Nobody, of course, objects to writing about motherhood or children in principle. Mommy blogging gets a bad rap in particular because of its origins in a certain sort of confessional writing that can be traced back to the “weblogs” of the early noughties. Lisa Belkin, herself the creator of the New York Times’ Motherlode blog, describes one of these prototypes, dooce.com, as “a daily reality show on a smaller screen.” That is to say: gritty, highly personal and animated by a sense of “the wartier, the better.”

This “bad mother,” “oversharenting” rendition of the mommy blog is one of the most popular, the locus classicus of the genre. It is a trope made famous by Ayelet Waldman in her 2009 book and the fodder for hugely popular websites like Scary Mommy. Here we have women chronicling their mundane parenting “fails,” but also, in a more sublime vein, probing the ambiguity they feel about becoming mothers in the first place. It’s easy to dismiss this type of writing as navel-gazing fluff, the epitome of the first-world problem. But the psychological effect of being able to articulate such feelings in a public space, in an age when parenting is an increasingly isolated and pressured endeavor, is not to be underestimated.

And yet, just because these essays have healing power doesn’t make them especially literary (though some, like Waldman’s, invariably are). That’s fair enough. What skeptics have to realize, however, is that the self-deprecating, bad-mommy blog is only one fish caught by a rather large net. For as it has evolved over the last decade, mommy blogging has moved beyond the merely confessional to blossom into a multi-faceted branch of the online publication industry. “Mommy lit,” as Barrett urges, has indeed grown up. One need only look at the highbrow creative nonfiction at sites such as Brain, Child Magazine or the important advocacy work being done on topics such as special needs and postpartum depression.

Furthermore, parenting writing is no longer its own contained niche. It is stretching its tentacles into other fields, with sophisticated results. Revered humor sites such as McSweeney’s Internet Tendency publish parenting pieces. Prestigious literary magazines such as the Rumpus and cultural magazines such as Aeon do as well. There is rigorous evidence-based analysis of salient childcare questions at Slate’s Double X. Major broadsheets such as The New York Times and The Washington Post have their own parenting blogs. And they even publish parenting-themed articles in their regular opinion and style sections.

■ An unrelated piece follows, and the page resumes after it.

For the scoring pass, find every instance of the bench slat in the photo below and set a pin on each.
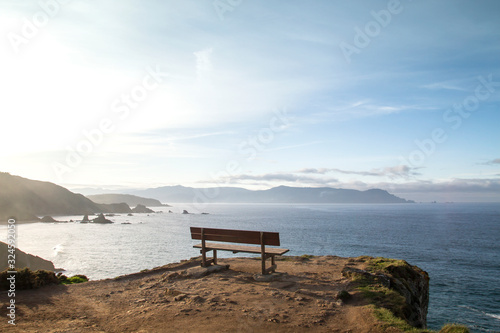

Do these articles still count as “mommy blogging”? I submit that they do. Because what they all have in common is the belief by the women who penned them that their lives as mothers—their struggles as much as their successes—are worthy of documentation and publication, that they are, in fact, worthy of the craft of writing itself. This is the true legacy of the mommy blog and it is one we should embrace because of the label’s groundbreaking beginnings, not in spite of it.

For what we are doing as mommy bloggers, with our diverse voices and approaches, is a collective exercise in cultural counterpoint. It is a backlash against the myth that parenting is something to be done and not discussed or valued and it is a backlash against the debilitating contemporary notion that there is only one right way to do it. And for those of us who write about motherhood when we could be writing instead about, say, the ancient Greeks, it is a way to use history or philosophy or whatever other tools we have at our disposal to better understand the essence of our shared humanity and, in turn, to better understand ourselves.